U.S. stock index futures rose slightly on Thursday to close out a volatile and losing month for stocks.
Tech stocks bounced a bit in premarket trading after struggling this week because of a rapid rise in rates. The 10-year Treasury yield was slightly lower in early trading.
Futures contracts tied to the Dow Jones Industrial Average gained 140 points, or 0.4%. S&P 500 futures added 0.4% and Nasdaq 100 futures gained 0.5%.
Chip stocks bounced in premarket trading after losses in the prior session. Nvidia and Micron were higher. Facebook, Apple and Netflix were slightly higher in premarket trading.
Stocks also got a boost as Senate Majority Leader Chuck Schumer said late Wednesday that the chamber had reached a deal to avoid a government shutdown this week. Schumer said he would schedule a vote on Thursday for the stopgap measure that would keep the government running into early December. The deal would still need to pass the House.
For the month, the Dow is down 2.7%, the S&P 500 is off by 3.6% and the Nasdaq Composite has shed 4.9%. September has lived up to its losing reputation with the market beset by fears of a China property crisis, rising inflation and a late interest rate surge sparked by the Federal Reserve signaling it would start removing stimulus soon.
“We wouldn’t get caught up in any end-of-quarter machinations today and continue to advise fading rallies (especially in tech) as the coming weeks will stay rocky,” wrote Adam Crisafulli of Vital Knowledge.
The 10-year Treasury yield fell 3 basis points to 1.52% on Thursday (1 basis point equals 0.01%). The rate was at 1.30% to end August before surging to end this month.
September’s losses have led to a middling third quarter for the market. For the 3-month period, the Dow is slightly in the red, while the Nasdaq Composite is just about flat. The S&P 500 is up 1.4%. The S&P 500 is still up 16% on the year.
October has a reputation for some violent sell-offs but overall is typically the start of a better seasonal performance for stocks. The S&P 500 averages a 0.8% gain for the month, according to the Stock Trader’s Almanac.
“September lived up to its reputation and dented stock portfolio returns, but not too badly,” wrote Ed Yardeni of Yardeni Research. “There has been a lot of concern that higher wages, higher energy prices, and higher transportation costs will weigh on earnings for the remainder of this year and into 2022. It’s certainly something we’ll be tracking. But so far, analysts remain relatively sanguine.”
Concerns about inflation and supply chain issues continued to hamper stocks. Shares of Bed Bath & Beyond fell more than 20% in premarket trading after the company said those issues hurt the company’s second quarter results, and the news also weighed on fellow retail stocks.

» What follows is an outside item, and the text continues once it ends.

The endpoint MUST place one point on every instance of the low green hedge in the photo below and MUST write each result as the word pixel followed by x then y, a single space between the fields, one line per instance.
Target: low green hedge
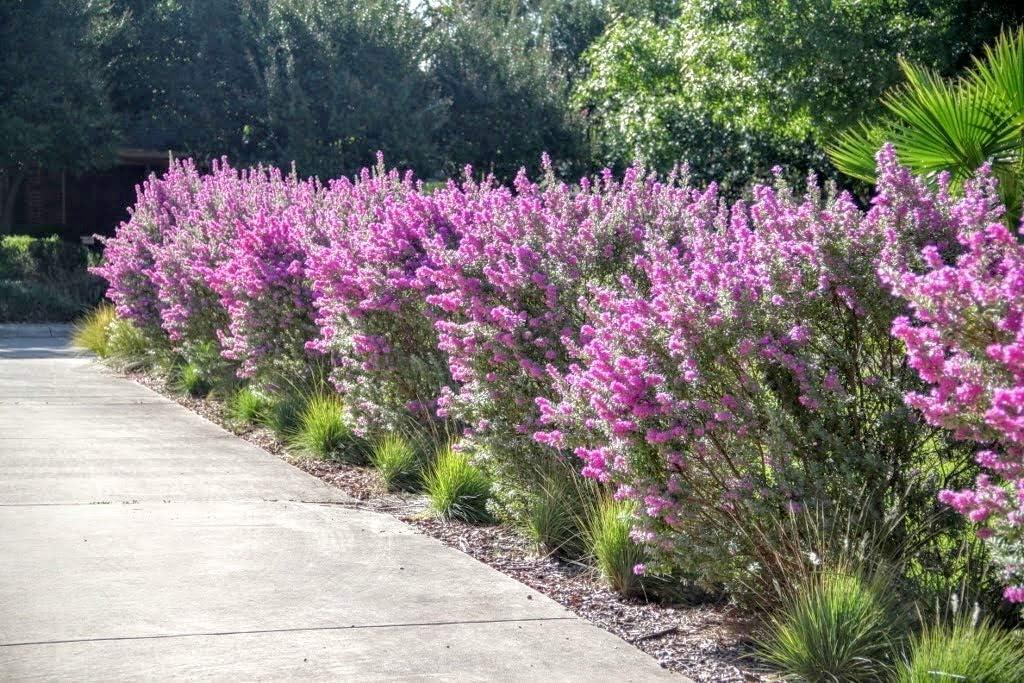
pixel 45 280
pixel 24 257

Fed Chair Jerome Powell will testify to the House Financial Services Committee at 10 a.m. ET Thursday alongside Treasury Secretary Janet Yellen. Powell told a European Central Bank panel on Wednesday that he was frustrated by persistent inflation.
“It’s also frustrating to see the bottlenecks and supply chain problems not getting better — in fact at the margins apparently getting a little bit worse,” Powell said. “We see that continuing into next year probably, and holding up inflation longer than we had thought.”
On the data front, initial jobless claims for the prior week came in at 362,000. Economists are expecting a print of 335,000, according to Dow Jones.
The Dow and S&P 500 inched higher during regular trading Wednesday. The 30-stock Dow advanced about 90 points for its fifth positive session in the last six, while the S&P 500 gained 0.16%, breaking a 2-day losing streak.
The Nasdaq Composite, meanwhile, declined 0.24% for its fourth straight negative session. The technology sector declined again on Wednesday and is now down 4% for the week, making it the worst-performing S&P group.
The tech decline came as the 10-year Treasury yield hit a high of 1.56% on Wednesday, after rising to 1.567% on Tuesday. The move higher is pressuring tech stocks since it makes future cash flows look less attractive.
Wells Fargo noted that pullbacks are to be expected. “This is a normal re-pricing of risk based on a higher cost of capital and greater market uncertainty,” the firm said Wednesday in a note to clients.